My main goal with this project was to make something I would actually be able to use. I already possessed a lightbulb outlet that wasn’t receiving any use and this became the main component in my upcycle design. The next step was developing the form and aesthetic of a fixture to hold this outlet. I began to research DIY bowls. This led to a wonderful cement planter project by Kim Smith (http://www.thehypertufagardener.com/revisit-draped-hypertufa-planter/) on her online magazine, the hypertufa gardener. Using this as inspiration, I sought to create a light fixture that would encompass texture and movement to further enhance the light feature it would accomadate.
My actual design process differed greatly from my ideal. In my ideal process, testing occurs after the assembly of the design. In reality, testing occurred much earlier in this design in regards to materials. The upcycle constraints meant that I had to use the materials readily available to me. This resulted in testing occurring earlier in the design loop, as it was integral to being able to weigh the pros and cons. This led to a much more loop based process, with materials such as paper and cardboard being considered, but upon testing being either too flimsy or rigid to achieve the aesthetic sought. After testing, I realized that a hanging light with fabric could somewhat achieve this aesthetic, but a major block was figuring out how it could retain some form of consistent shape. This led to another step back up my initial design loop with a newly defined problem of shaping fabrics. As mentioned previously, it was this research that then led to the cement planter design by Kim Smith.

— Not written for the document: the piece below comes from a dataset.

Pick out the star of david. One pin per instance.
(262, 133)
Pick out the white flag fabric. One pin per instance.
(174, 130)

Although I now had a clear design in mind, I still had to figure out how to attach the light outlet to the fixture. In previous group sessions, a classmate had suggested 3D printing a block that would hold the light outlet while also having a round base which the cement soaked towel could be draped over so it could dry securely in place. Keeping with the upcycle spirit, I achieved this same concept with a Tupperware container.
The light outlet threaded nicely into the lid of the container, and the ring secured the seal even further. I further improved upon the design by adding drainage holes to be the lid and bottom of the container so that the final project could be used outdoors if desired. The towel used for the fixture had to be precut to accommodate a drainage hole and to allow the light plug to be threaded through.
With these modifications I believe that I have achieved my functional goal. The final project works great near the corners of rooms as it directs light upwards off the walls. It also makes a visually pleasing pattern on the ceilings of rooms when used as a table lamp. Furthermore, if the lamp doesn’t match the aesthetic of the room, it can always be used outdoors as a focal point for a balcony or entryway. There is however concern in the longevity of the project. I utilized upcycled Quikrete as my cement mix. The final result is not as stiff as I would desire. Under a decent amount of force, the project can flex and form cracks, diminishing the aesthetic and structure.
I believe I am very close to achieving my artistic goals. The texture and movement I sought is certainly present, especially when looking at the inner walls of the light. The final form is what I desired, however I still wish to paint the project. I have yet to decide of this will be either a single color or two tone design. I wish to enhance the aesthetic of the movement from the towel, so it will most likely involve some form of fading with spray paint.
I plan to paint it this weekend, and will update when I do so. The light is already being used a table light in my living room, and will most likely remain there until moving out. In the future, I plan to make another fixture using the same base and light of the original once the fixture starts to break down. In this future design, I will use the cement mixture recommended by Kim Smith, and also try to use a crocheted fabric with a preexisting design and holes for the light to shine through.